L’estrazione dell’olio dalle olive è stata da sempre caratterizzata da due fasi: la rottura delle cellule delle olive, e la separazione dell’olio dalla parte solida dell’oliva e successivamente dalla parte acquosa.
All’epoca degli Egiziani i mortai primitivi erano costituiti da una pietra cava all’interno della quale venivano pestate le olive con l’aiuto di un grosso sasso facendo colare, in alcuni casi, il liquido in cavità adiacenti. In seguito avveniva la pressatura della pasta ottenuta, racchiusa in una fitta corona di ramoscelli di olivo, sotto il peso di alcuni massi. Il mosto oleoso era raccolto e versato in recipienti di terracotta, dove si aspettava che l’olio affiorasse per essere separato dalle acque di vegetazione.
Altra metodologia di separazione, leggermente più evoluta, era rappresentata dai torchi a sacco. Le olive già pestate venivano inserite in robusti sacchi di tela per poi essere attorcigliati con l’ausilio di due bastoni, inseriti negli appositi cappi realizzati alle due estremità, o fissando un capo del sacco a una intelaiatura rigida, in modo da applicare la forza a una sola estremità.
Altra tecnologia di spremitura si ebbe con l’introduzione della pressa a leva, sistema nel quale la trave, grazie al carico di grossi massi, premeva sulla colonna di fiscoli in fibre intrecciate contenenti la pasta macinata di olive. In seguito l’olio era convogliato nei recipienti di raccolta tramite canalette scavate nella pietra.
Tra l’VIII e il VI secolo a.C., la coltivazione dell’olivo sbarcò in Grecia. La civiltà greca conosceva già un metodo di macinazione delle olive, molto più efficace rispetto al semplice pestaggio con pietre: una o più grosse macine in pietra, collegate a un palo centrale, venivano fatte ruotare entro una vasca di forma circolare, triturando così le olive.

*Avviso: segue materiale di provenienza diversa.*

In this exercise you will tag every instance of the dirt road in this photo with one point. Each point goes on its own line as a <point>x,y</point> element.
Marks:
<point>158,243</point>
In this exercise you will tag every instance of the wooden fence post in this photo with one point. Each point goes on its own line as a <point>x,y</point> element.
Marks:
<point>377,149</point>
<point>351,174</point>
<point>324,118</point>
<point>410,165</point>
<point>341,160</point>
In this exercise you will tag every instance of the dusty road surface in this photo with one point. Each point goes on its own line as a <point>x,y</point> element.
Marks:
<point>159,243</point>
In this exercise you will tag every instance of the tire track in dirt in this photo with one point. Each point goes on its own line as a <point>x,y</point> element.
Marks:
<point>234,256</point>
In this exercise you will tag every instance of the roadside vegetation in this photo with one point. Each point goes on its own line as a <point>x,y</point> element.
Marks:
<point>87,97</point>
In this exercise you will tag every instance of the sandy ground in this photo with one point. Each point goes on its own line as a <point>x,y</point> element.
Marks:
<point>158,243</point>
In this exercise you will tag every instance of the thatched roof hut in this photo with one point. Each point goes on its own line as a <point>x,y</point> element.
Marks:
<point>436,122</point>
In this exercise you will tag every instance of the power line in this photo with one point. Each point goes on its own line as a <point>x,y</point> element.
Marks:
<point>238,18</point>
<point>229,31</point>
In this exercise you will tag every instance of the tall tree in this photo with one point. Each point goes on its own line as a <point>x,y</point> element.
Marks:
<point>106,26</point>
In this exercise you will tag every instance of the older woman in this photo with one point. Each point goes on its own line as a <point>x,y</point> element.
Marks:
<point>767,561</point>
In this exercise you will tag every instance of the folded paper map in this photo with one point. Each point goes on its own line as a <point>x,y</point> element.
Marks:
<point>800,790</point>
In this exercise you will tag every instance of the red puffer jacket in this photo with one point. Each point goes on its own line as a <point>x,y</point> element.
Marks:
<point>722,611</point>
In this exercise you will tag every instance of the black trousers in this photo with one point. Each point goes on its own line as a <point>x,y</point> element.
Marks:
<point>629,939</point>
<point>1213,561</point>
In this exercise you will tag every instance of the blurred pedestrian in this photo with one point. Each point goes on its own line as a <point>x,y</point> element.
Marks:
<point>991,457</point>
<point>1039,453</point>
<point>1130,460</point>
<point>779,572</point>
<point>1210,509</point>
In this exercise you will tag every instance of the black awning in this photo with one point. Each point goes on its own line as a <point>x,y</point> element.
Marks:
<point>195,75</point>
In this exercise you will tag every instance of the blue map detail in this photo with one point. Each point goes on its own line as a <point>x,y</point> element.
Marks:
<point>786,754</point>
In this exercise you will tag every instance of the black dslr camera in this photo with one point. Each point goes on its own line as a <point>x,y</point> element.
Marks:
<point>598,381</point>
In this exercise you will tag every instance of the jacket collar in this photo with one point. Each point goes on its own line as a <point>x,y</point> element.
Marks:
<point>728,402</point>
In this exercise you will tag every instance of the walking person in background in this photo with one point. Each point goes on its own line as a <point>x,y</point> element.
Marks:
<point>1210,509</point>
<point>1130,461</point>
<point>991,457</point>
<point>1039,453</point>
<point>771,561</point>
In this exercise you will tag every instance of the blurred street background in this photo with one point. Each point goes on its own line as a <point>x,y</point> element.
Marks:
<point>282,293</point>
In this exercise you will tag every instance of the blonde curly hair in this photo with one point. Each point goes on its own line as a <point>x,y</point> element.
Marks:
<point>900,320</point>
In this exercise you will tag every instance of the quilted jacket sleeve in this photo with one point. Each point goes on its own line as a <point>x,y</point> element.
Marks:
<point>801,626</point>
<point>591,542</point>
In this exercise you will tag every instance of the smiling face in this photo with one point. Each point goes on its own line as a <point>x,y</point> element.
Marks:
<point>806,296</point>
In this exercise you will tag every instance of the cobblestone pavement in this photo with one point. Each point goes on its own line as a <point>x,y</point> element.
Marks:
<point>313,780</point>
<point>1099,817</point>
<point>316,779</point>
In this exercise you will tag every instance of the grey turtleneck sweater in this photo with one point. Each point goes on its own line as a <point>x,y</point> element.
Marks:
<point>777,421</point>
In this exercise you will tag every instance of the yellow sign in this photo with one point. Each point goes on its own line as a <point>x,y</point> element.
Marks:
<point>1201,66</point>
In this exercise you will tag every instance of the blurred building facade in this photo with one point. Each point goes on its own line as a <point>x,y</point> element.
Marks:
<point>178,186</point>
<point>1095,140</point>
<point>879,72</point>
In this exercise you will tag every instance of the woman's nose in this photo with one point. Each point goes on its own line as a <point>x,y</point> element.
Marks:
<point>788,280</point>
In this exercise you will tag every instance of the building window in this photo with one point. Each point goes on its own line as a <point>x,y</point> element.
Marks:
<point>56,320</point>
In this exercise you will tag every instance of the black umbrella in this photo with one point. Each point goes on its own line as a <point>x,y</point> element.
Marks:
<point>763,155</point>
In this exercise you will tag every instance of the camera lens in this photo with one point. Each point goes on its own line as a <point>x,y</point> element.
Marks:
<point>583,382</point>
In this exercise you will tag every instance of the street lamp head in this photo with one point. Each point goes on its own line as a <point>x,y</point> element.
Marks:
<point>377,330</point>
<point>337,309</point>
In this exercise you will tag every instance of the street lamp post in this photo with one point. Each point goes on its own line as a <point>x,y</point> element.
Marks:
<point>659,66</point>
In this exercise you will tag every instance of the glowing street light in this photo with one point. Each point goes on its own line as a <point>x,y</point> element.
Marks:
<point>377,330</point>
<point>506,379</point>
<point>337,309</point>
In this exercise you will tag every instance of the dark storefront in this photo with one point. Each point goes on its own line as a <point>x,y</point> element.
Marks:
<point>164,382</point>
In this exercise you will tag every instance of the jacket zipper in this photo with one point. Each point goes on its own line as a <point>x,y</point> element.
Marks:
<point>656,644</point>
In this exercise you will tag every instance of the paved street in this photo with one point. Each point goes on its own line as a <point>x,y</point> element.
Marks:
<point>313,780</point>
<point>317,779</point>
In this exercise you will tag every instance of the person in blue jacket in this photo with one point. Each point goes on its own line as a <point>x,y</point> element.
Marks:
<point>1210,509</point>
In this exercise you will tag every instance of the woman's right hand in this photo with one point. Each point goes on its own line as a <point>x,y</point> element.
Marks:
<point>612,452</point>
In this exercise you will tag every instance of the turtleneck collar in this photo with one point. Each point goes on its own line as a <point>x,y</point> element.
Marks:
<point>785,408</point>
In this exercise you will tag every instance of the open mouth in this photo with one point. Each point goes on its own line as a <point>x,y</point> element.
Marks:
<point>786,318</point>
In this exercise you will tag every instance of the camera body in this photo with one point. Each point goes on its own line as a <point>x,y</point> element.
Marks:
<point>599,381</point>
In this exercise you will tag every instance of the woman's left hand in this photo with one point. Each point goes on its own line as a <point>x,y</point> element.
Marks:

La tecnologia olearia nell’Antica Roma è descritta da differenti autori facendo notare la grande attenzione per la pulizia. L’olio estratto con i vari tipi di torchi era raccolto mediante recipienti posti sotto la pressa o convogliato direttamente nei recipienti di decantazione. Tramite travasi successivi veniva eliminata la morchia aggiungendo eventualmente del sale tostato se, a causa del freddo, l’olio si congelava insieme alla morchia.
Nel Cinquecento, essendo finalmente subentrato un periodo di relativa pace e tranquillità in seguito alle invasioni barbariche, si ebbe una vera rinascita dell’olivicoltura. In Toscana la raccolta avveniva per brucatura, mentre per gli alberi secolari della Puglia è documentata già in quest’epoca la ràcana, cioè la raccolta tramite bacchiatura e caduta naturale delle olive su di un panno steso sotto l’albero. Si diffondono i torchi a vite; i frantoiani, supportati da lunghe aste, dovevano far girare la vite che permetteva sempre una maggiore pressione sulla fila dei fiscoli.
Il Settecento fu un secolo d’oro per la riscoperta dell’olivicoltura e il risveglio della tecnologia olearia. Venne bandito l’utilizzo di strumenti di rame, soggetti ad ossidazione, e di legno, difficilmente lavabili.
Durante il XIX secolo l’olio era ancora riservato, nel suo impiego alimentare, alle città e ai ceti più ricchi. Documenti dimostrano come già nell’800 erano conosciuti i meccanismi della fermentazione delle olive in mucchi, causa di perdite in qualità e quantità. Viene evidenziata, inoltre, a causa del crescente costo della forza lavoro non più supportata dalla presenza di schiavi, l’attenzione degli operatori verso macchine più pratiche e produttive. È proprio in questo periodo che i torchi alla calabrese (due viti) vengono sostituiti con quelli alla genovese (singola vite) anche nel meridione. Questi erano in genere a stanga mobile: la vite veniva cioè fatta ruotare con l’ausilio di una robusta asta inserita negli appositi fori ricavati nella testa della vite. I montanti del telaio impedivano però all’asta di compiere dei giri completi, rendendo perciò necessario sfilarla frequentemente da un foro per inserirla in quello adiacente. Questo inconveniente venne superato fin dall’Ottocento con l’adozione dei torchi a vite a cricco o a stanga fissa.
Agli inizi del Novecento si diffusero negli oleifici i “maneggi”, meccanismi con i quali si trasmetteva al macchinario il movimento di un animale che girava in un locale adiacente, evitando l’attacco diretto degli animali alla stanga. I torchi erano ormai realizzati in metallo e con meccanismi atti a ridurre gli attriti. Vi compariva per la prima volta la guida centrale in metallo cavo per sostenere la torre di fiscoli. Le pompe che mettevano in moto i torchi idraulici potevano essere azionate sia a mano sia a motore. Una volta separato l’olio, le acque di vegetazione venivano inviate all’inferno.